Event Profile: After Dark Education
The next session from After Dark Education is scheduled for Miami on March 28-31, but what is After Dark anyway? One of the mentors of Austin's hugely successful 3-day education session describes the experience.
By Don Chick, M.Photog.Cr., CPP
[SPECIAL NOTE: Become a Facebook Fan of After Dark Education. If the number of fans reaches 2,500 by Feb. 14, Valentine's Day, After Dark will contribute $1,000 to Operation Smile through PPA Charities!]
After Dark is not just another photography seminar, it’s an educational experience encompassing the art, craft and business of professional photography. As stated on the After Dark Education website “it’s an evolution in photographic education.” Dave Junion, the driving force behind After Dark, has combined his talents with Kevin Jordan and others to bring together several days of high-energy education. All attendees will have one-on-one access to some of the biggest names in the industry in order to get answers to their most pressing questions. The upcoming session is planned for March 28-31 in Miami.
I was fortunate to participate as a mentor at the first After Dark, held last October in Austin, Texas. The event provided hands-on experience and opportunities for attendees. Multiple lighting bays were set up with an extensive array of lighting equipment from Photogenic as well as soft boxes and other light modifiers from Larson Enterprises. Denny Manufacturing provided an assortment of backgrounds and props from which Mentors and students alike could choose to use in each studio lighting setup.
Each bay also had an LCD panel for those watching to view the images captured by the mentor. Students were encouraged to ask questions as well as photograph the setting and models. With multiple studio lighting bays, students could rove the room to find the one bay that best fit their specific lighting needs.
After Dark also set up multiple learning pods with comfortable couches arranged in a circle and a large LCD panel where the mentor could plug in a laptop. These sessions were intimate discussions where each student, in a low student/teacher-ratio group, could watch the presentation on a large monitor and ask questions throughout.
Numerous outdoor presentations and demonstrations were organized as well. I personally spent an entire afternoon watching classical portrait artists Fuzzy and Shirley Duenkel of West Bend, Wis., work their magic with environmental portraiture. Also leading the group with a more avant-garde style was Dan Davis of Burnsville, Minn. Both styles blended wonderfully to demonstrate to participants the range of possibilities at the same location.
One consistent comment I heard throughout the event regarded the high level of energy exerted by everyone involved.
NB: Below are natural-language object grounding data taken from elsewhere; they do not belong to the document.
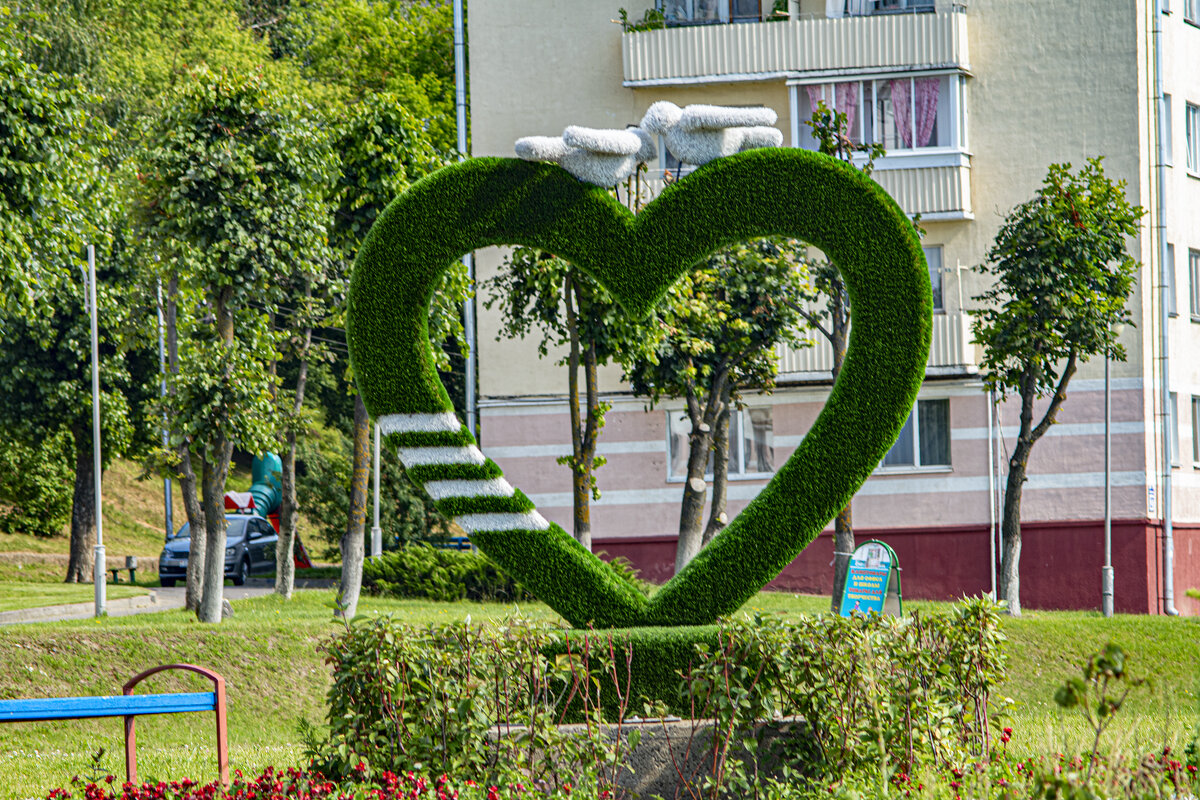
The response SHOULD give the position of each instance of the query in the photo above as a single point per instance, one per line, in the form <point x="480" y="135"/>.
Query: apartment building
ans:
<point x="972" y="101"/>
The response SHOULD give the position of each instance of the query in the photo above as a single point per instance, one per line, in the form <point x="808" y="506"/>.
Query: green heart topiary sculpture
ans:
<point x="761" y="192"/>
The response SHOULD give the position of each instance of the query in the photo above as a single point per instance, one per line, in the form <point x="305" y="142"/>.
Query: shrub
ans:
<point x="36" y="486"/>
<point x="877" y="693"/>
<point x="419" y="570"/>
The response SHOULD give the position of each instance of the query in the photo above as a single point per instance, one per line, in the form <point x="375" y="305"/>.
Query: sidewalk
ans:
<point x="159" y="600"/>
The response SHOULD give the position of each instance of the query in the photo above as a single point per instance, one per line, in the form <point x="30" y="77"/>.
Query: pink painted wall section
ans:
<point x="1060" y="563"/>
<point x="1066" y="469"/>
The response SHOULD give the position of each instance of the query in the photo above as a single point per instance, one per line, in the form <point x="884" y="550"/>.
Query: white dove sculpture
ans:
<point x="604" y="157"/>
<point x="696" y="134"/>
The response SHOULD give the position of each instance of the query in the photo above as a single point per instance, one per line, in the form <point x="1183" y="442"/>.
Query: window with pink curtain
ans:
<point x="917" y="96"/>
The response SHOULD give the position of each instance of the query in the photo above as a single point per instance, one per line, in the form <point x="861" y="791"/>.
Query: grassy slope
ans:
<point x="270" y="659"/>
<point x="35" y="595"/>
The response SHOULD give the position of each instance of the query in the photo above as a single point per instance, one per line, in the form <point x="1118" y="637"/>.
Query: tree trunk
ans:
<point x="1011" y="527"/>
<point x="717" y="516"/>
<point x="186" y="476"/>
<point x="1011" y="535"/>
<point x="83" y="510"/>
<point x="580" y="462"/>
<point x="844" y="524"/>
<point x="285" y="565"/>
<point x="197" y="545"/>
<point x="353" y="542"/>
<point x="214" y="471"/>
<point x="214" y="474"/>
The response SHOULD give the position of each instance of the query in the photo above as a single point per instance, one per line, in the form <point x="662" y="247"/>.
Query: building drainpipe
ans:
<point x="468" y="311"/>
<point x="991" y="498"/>
<point x="1163" y="317"/>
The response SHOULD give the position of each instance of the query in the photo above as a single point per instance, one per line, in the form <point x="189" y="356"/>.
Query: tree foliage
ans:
<point x="718" y="332"/>
<point x="1062" y="278"/>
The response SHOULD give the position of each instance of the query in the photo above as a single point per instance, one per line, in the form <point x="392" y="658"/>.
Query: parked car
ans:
<point x="250" y="549"/>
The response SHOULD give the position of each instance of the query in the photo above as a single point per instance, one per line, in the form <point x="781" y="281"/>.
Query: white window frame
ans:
<point x="1192" y="134"/>
<point x="935" y="155"/>
<point x="738" y="420"/>
<point x="1195" y="432"/>
<point x="1176" y="455"/>
<point x="1194" y="282"/>
<point x="1168" y="139"/>
<point x="1173" y="307"/>
<point x="915" y="419"/>
<point x="940" y="271"/>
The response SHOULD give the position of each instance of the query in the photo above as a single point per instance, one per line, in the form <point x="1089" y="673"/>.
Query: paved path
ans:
<point x="159" y="600"/>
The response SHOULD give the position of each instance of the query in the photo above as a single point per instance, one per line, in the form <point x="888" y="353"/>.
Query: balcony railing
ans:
<point x="952" y="350"/>
<point x="934" y="192"/>
<point x="851" y="44"/>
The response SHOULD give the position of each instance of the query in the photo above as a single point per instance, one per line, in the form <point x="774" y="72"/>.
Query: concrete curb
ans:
<point x="71" y="611"/>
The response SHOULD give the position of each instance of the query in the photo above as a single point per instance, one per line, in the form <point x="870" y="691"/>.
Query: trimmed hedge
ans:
<point x="797" y="193"/>
<point x="419" y="570"/>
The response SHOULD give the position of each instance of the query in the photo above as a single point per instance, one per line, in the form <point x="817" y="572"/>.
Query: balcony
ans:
<point x="936" y="192"/>
<point x="856" y="44"/>
<point x="952" y="352"/>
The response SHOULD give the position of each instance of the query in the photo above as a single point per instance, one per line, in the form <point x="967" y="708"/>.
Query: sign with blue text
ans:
<point x="873" y="581"/>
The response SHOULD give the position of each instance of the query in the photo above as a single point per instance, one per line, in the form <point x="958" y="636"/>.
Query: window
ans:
<point x="751" y="443"/>
<point x="925" y="438"/>
<point x="1171" y="306"/>
<point x="1168" y="156"/>
<point x="705" y="12"/>
<point x="1192" y="133"/>
<point x="934" y="259"/>
<point x="1176" y="457"/>
<point x="903" y="113"/>
<point x="863" y="7"/>
<point x="1195" y="432"/>
<point x="1194" y="281"/>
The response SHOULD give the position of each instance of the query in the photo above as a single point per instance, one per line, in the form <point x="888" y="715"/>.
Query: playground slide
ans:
<point x="264" y="497"/>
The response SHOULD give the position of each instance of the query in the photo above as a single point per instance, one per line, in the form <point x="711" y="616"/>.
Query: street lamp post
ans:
<point x="97" y="570"/>
<point x="1107" y="570"/>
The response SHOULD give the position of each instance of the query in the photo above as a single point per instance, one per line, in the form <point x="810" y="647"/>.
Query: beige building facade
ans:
<point x="972" y="101"/>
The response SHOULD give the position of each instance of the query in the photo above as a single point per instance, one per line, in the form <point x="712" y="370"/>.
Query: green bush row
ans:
<point x="875" y="692"/>
<point x="419" y="570"/>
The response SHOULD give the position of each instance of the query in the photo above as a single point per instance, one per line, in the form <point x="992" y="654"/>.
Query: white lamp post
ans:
<point x="97" y="571"/>
<point x="1107" y="570"/>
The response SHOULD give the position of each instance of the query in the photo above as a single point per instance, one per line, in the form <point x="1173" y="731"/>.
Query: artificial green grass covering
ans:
<point x="757" y="193"/>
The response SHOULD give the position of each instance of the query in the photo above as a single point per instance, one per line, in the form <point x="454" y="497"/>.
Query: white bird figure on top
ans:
<point x="699" y="133"/>
<point x="604" y="157"/>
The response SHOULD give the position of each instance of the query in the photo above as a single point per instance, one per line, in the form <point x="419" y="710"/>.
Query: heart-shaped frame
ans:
<point x="486" y="202"/>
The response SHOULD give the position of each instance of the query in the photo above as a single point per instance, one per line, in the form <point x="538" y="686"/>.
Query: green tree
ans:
<point x="58" y="194"/>
<point x="360" y="48"/>
<point x="233" y="194"/>
<point x="719" y="329"/>
<point x="1062" y="277"/>
<point x="539" y="292"/>
<point x="833" y="320"/>
<point x="383" y="148"/>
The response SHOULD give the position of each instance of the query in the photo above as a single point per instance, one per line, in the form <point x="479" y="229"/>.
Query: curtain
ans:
<point x="901" y="109"/>
<point x="925" y="90"/>
<point x="816" y="94"/>
<point x="847" y="103"/>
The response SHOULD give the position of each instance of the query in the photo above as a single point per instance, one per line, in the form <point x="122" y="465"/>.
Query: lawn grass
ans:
<point x="15" y="595"/>
<point x="269" y="654"/>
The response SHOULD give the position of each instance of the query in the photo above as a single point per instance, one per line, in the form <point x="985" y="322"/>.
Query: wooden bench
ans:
<point x="131" y="705"/>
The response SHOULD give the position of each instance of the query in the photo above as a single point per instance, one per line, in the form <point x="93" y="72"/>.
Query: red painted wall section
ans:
<point x="1060" y="563"/>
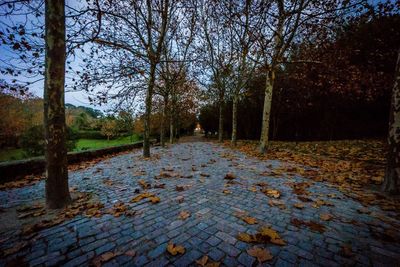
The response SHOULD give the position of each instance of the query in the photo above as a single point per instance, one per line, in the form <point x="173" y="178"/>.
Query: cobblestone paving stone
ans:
<point x="212" y="227"/>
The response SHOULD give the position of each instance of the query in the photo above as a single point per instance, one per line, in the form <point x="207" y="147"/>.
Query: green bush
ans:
<point x="32" y="140"/>
<point x="90" y="135"/>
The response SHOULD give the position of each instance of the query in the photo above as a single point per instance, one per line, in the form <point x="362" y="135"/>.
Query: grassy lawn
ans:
<point x="11" y="154"/>
<point x="82" y="144"/>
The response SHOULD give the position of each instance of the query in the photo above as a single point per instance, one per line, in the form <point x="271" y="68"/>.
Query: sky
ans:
<point x="76" y="98"/>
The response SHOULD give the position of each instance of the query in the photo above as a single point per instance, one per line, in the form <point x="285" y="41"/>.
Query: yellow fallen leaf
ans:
<point x="175" y="249"/>
<point x="154" y="200"/>
<point x="183" y="215"/>
<point x="261" y="254"/>
<point x="249" y="220"/>
<point x="326" y="217"/>
<point x="298" y="205"/>
<point x="271" y="193"/>
<point x="245" y="237"/>
<point x="253" y="189"/>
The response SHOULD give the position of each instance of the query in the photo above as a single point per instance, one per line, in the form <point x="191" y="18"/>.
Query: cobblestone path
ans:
<point x="213" y="224"/>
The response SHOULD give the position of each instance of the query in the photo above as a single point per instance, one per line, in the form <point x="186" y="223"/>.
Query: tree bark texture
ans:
<point x="234" y="120"/>
<point x="392" y="174"/>
<point x="269" y="86"/>
<point x="147" y="115"/>
<point x="57" y="190"/>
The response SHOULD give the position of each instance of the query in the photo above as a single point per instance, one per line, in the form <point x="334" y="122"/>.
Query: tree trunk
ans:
<point x="162" y="130"/>
<point x="171" y="128"/>
<point x="234" y="120"/>
<point x="57" y="191"/>
<point x="221" y="122"/>
<point x="149" y="96"/>
<point x="269" y="85"/>
<point x="392" y="175"/>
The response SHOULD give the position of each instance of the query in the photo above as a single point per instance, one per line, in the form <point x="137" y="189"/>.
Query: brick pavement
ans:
<point x="213" y="225"/>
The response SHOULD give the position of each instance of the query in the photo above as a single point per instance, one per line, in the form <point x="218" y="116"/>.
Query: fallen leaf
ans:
<point x="105" y="257"/>
<point x="183" y="215"/>
<point x="249" y="220"/>
<point x="326" y="217"/>
<point x="298" y="205"/>
<point x="230" y="176"/>
<point x="180" y="199"/>
<point x="154" y="200"/>
<point x="271" y="193"/>
<point x="175" y="249"/>
<point x="261" y="254"/>
<point x="144" y="184"/>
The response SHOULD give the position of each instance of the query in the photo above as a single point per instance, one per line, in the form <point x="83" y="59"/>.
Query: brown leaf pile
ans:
<point x="205" y="262"/>
<point x="264" y="235"/>
<point x="150" y="196"/>
<point x="315" y="227"/>
<point x="261" y="254"/>
<point x="175" y="249"/>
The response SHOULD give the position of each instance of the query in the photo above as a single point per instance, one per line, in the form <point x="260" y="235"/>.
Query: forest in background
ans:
<point x="344" y="94"/>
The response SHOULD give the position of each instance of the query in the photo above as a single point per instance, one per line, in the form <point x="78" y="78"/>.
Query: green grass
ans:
<point x="82" y="144"/>
<point x="11" y="154"/>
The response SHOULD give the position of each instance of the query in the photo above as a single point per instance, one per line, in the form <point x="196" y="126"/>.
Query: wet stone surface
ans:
<point x="213" y="224"/>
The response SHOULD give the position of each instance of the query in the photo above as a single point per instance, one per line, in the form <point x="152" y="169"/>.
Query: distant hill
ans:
<point x="94" y="113"/>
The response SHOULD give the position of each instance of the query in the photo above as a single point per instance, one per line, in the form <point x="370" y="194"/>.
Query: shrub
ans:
<point x="32" y="140"/>
<point x="90" y="135"/>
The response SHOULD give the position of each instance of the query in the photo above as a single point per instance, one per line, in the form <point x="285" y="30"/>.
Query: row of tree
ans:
<point x="131" y="49"/>
<point x="346" y="95"/>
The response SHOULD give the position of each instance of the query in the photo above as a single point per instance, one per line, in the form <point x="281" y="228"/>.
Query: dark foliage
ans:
<point x="345" y="96"/>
Attendees and mentors alike were encouraged to step outside their comfort zone and experiment with lighting, posing, composition, anything that would stretch their usual boundaries and cause them to grow.
Junion has already assembled a group of 35 mentors for the Miami After Dark in March. The mentor photographic talent is again extensive, ranging from classic and traditional to contemporary and everywhere in between! Not limited to the art of photography, mentors will again offer their marketing and sales experience to anyone and everyone at the event.
To successfully attend an After Dark event, each student is encouraged to create a list of specific questions that they would like to have answered at After Dark as well as which mentor(s) they will seek out in order to find the answer. There is such a spirit of giving and sharing knowledge that no one should go home empty handed.